The first obvious solution was to stop looking at the companies that everyone sees: those from incubators and accelerators and crowd-funding sites. Venture Capital is like any other business when it comes to competition: the less, the better. Anybody who gets a rush from competing, as we do, should avoid like the plague any investment opportunity that’s truly competitive–put a whole pack of ultra-competitive type As with checkbooks into a room with a company and tell them that whoever invests wins, with the unstated but obvious caveat that whoever pays the most gets to invest, and you end up with nothing but Pyrrhic victories.
Areas too intensely competitive we leave to the amateurs and those who have some sort of overwhelming competitive advantage in that particular opportunity. And before you start mocking us for not being founder-friendly and paying what the market will bear, let us just remind you that the market is an ass. We want nothing more in life than for our founders to be successful. But we have found over the years that this yearning for their success is far, far weaker when their success does not entail our success. When asked to beggar ourselves so they can be billionaires, we ask if perhaps our hopes for their success are not mirrored by their hopes for our success, and if not, well then dear investor we will take your fine money and find it another home.
Our current strategy is not to invest at huge prices in the companies where the chance of a good exit is so plain that entry prices destroy any potential return but to instead invest in the ones with huge potential markets but an amount of risk that scares away the tourists. In other words, if the very thought of investing does not have us lying awake at two in the morning staring at the ceiling and wondering about our own sanity while our dear partners are sleeping the peaceful sleep that only those with a fool’s unshakeable faith in their partner’s ability to make financial decisions that won’t have them both and their children living in a tent in the vacant lot across from the Shop-Rite can sleep, then we should just skip it; someone else will do the deal.
When we realized this must be our strategy, we found that not much of our dealflow qualified. So about a year and a half ago we started telling people that our thesis is “science fiction.” At first this lead to a precipitous drop in potential investments referred, but after about six months we started seeing some interesting stuff. Our latest crop of deals–Bonsai.ai, OneDrop, StrongDM, Clubhouse, PCB:ng, etc.–move us firmly in the direction we want to go. If we had Elon Musk money we would start funding space elevators, sun-mining, and nano-constructors. But since we do not we are closely investigating next-generation computing as our next area of learning.
We firmly believe the thesis of “science fiction” has a bimodal meta-distribution of probability of success.
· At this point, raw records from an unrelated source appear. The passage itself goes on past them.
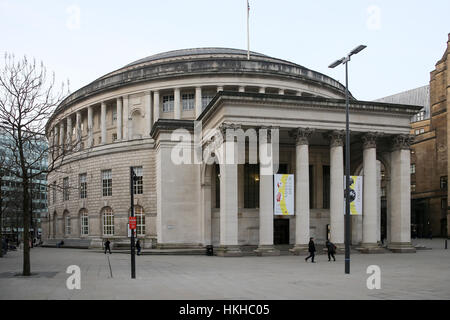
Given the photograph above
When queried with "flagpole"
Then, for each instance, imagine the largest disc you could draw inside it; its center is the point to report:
(248, 31)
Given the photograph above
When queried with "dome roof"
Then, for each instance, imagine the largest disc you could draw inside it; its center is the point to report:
(196, 51)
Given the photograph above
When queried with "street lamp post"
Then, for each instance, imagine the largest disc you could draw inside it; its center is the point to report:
(345, 61)
(133, 258)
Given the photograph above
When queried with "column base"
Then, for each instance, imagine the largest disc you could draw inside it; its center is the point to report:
(299, 250)
(267, 250)
(229, 251)
(371, 248)
(401, 247)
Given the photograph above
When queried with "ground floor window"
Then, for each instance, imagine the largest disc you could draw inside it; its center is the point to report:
(84, 223)
(108, 222)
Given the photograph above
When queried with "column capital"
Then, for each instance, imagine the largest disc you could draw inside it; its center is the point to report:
(370, 140)
(402, 142)
(336, 138)
(301, 135)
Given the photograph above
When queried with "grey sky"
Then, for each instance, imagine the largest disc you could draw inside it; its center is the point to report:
(83, 40)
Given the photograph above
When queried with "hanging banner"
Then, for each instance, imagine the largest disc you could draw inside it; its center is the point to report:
(283, 194)
(356, 190)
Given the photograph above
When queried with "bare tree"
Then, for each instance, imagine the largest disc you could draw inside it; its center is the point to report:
(28, 98)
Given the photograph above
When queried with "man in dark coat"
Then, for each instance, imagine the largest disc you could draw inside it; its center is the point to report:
(107, 246)
(311, 249)
(331, 250)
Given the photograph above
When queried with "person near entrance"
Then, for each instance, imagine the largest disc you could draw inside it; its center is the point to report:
(107, 246)
(311, 249)
(331, 250)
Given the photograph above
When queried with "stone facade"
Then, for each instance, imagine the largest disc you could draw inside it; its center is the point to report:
(430, 158)
(139, 115)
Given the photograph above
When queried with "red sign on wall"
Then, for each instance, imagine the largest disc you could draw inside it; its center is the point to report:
(132, 223)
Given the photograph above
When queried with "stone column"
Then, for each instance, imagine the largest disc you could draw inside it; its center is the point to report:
(69, 132)
(61, 136)
(176, 104)
(337, 187)
(119, 123)
(103, 122)
(266, 171)
(90, 127)
(369, 239)
(302, 204)
(198, 101)
(400, 189)
(148, 114)
(228, 195)
(126, 127)
(78, 130)
(155, 106)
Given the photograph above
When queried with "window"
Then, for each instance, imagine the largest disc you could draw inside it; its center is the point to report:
(66, 188)
(54, 192)
(168, 103)
(138, 186)
(188, 101)
(140, 220)
(108, 222)
(107, 182)
(84, 218)
(420, 116)
(83, 185)
(67, 224)
(251, 185)
(326, 187)
(444, 183)
(206, 99)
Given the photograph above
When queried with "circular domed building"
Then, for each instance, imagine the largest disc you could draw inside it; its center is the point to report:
(170, 106)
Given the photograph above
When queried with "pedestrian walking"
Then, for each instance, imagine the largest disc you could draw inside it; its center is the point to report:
(138, 247)
(311, 249)
(107, 246)
(331, 250)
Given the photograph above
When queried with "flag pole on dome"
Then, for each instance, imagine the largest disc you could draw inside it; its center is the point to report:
(248, 32)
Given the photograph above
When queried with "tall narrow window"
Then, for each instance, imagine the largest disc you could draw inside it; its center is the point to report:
(326, 186)
(108, 222)
(138, 185)
(140, 220)
(83, 185)
(168, 103)
(66, 188)
(84, 218)
(187, 101)
(107, 182)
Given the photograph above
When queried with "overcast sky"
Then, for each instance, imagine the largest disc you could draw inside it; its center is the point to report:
(83, 40)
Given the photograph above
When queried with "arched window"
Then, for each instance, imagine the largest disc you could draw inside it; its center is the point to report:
(140, 220)
(84, 222)
(67, 225)
(108, 222)
(55, 223)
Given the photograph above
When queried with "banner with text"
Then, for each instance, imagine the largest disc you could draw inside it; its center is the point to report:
(283, 194)
(356, 194)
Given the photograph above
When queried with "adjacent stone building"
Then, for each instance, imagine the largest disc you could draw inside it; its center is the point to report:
(199, 100)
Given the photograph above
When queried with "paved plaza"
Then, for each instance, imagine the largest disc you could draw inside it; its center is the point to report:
(423, 275)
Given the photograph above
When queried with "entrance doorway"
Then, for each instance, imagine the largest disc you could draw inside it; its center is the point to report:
(281, 231)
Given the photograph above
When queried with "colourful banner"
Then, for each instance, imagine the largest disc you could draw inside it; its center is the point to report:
(284, 194)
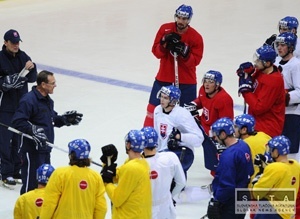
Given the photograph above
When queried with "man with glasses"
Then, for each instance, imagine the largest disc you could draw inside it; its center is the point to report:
(36, 116)
(13, 86)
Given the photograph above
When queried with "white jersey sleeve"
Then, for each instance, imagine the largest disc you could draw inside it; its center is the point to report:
(180, 118)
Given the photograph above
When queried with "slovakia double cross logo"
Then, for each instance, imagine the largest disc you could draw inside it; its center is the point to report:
(163, 130)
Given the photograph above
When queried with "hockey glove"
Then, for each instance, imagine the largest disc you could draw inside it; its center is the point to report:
(271, 40)
(108, 173)
(109, 151)
(245, 85)
(39, 137)
(181, 49)
(214, 209)
(192, 108)
(169, 40)
(256, 178)
(173, 142)
(287, 98)
(13, 82)
(245, 69)
(72, 118)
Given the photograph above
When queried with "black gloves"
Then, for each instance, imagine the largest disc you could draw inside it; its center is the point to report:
(181, 49)
(39, 137)
(214, 209)
(192, 107)
(109, 151)
(169, 40)
(72, 118)
(13, 82)
(245, 85)
(108, 172)
(271, 40)
(173, 143)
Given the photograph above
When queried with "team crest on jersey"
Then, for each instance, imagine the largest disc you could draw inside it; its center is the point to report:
(293, 180)
(206, 113)
(153, 174)
(163, 130)
(255, 85)
(248, 157)
(83, 184)
(39, 202)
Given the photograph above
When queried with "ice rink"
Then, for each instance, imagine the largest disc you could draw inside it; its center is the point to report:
(100, 52)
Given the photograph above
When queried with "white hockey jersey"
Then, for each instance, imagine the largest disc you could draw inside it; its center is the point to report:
(291, 75)
(180, 118)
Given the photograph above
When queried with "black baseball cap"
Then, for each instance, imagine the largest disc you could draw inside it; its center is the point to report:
(13, 36)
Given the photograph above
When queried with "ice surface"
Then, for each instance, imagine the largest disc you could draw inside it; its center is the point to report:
(108, 44)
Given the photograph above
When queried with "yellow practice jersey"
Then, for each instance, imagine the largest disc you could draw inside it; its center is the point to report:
(279, 175)
(74, 192)
(28, 205)
(257, 144)
(131, 197)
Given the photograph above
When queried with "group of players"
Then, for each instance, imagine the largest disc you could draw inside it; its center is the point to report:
(173, 126)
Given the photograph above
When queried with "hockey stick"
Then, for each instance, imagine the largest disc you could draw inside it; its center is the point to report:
(48, 143)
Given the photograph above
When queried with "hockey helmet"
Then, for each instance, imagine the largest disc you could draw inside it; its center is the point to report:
(81, 147)
(224, 124)
(184, 11)
(213, 76)
(151, 136)
(281, 143)
(44, 172)
(137, 140)
(245, 120)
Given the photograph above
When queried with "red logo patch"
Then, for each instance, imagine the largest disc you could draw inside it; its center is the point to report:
(293, 180)
(163, 130)
(39, 202)
(153, 174)
(83, 184)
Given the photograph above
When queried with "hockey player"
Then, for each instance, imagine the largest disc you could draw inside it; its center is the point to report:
(282, 174)
(164, 167)
(262, 87)
(36, 116)
(245, 129)
(234, 171)
(12, 87)
(131, 197)
(29, 204)
(75, 191)
(214, 101)
(177, 130)
(180, 38)
(285, 44)
(286, 24)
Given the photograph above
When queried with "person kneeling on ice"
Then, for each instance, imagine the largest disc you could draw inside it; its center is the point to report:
(166, 170)
(29, 204)
(234, 171)
(177, 130)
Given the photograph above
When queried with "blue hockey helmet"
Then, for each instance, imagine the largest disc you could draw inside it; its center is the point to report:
(137, 140)
(151, 136)
(44, 172)
(184, 11)
(172, 92)
(224, 124)
(81, 147)
(288, 23)
(265, 53)
(281, 143)
(245, 120)
(213, 76)
(287, 38)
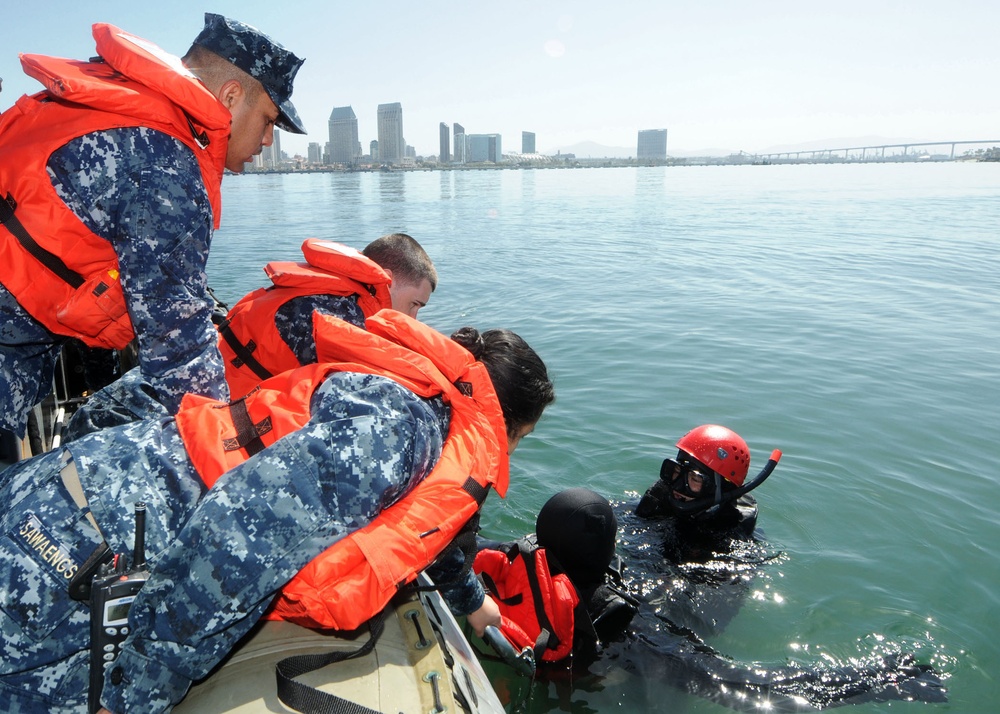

That is, the thesis itself is either Genius or Self-Involved Drivel, we’re not sure which. Given that we truly believe that it is better to burn out than fade away, we’ll take it.
In conclusion, thank you for your support. Because we are bootstrapping, we continue to plow the bulk of your gains right back into new investments. This means you probably won’t be driving a Ferrari in the forseeable future and neither will we. But we hope you, like we do, bask in the second-hand glory of investing in founders who are creating the future.
We will update you again in seven years.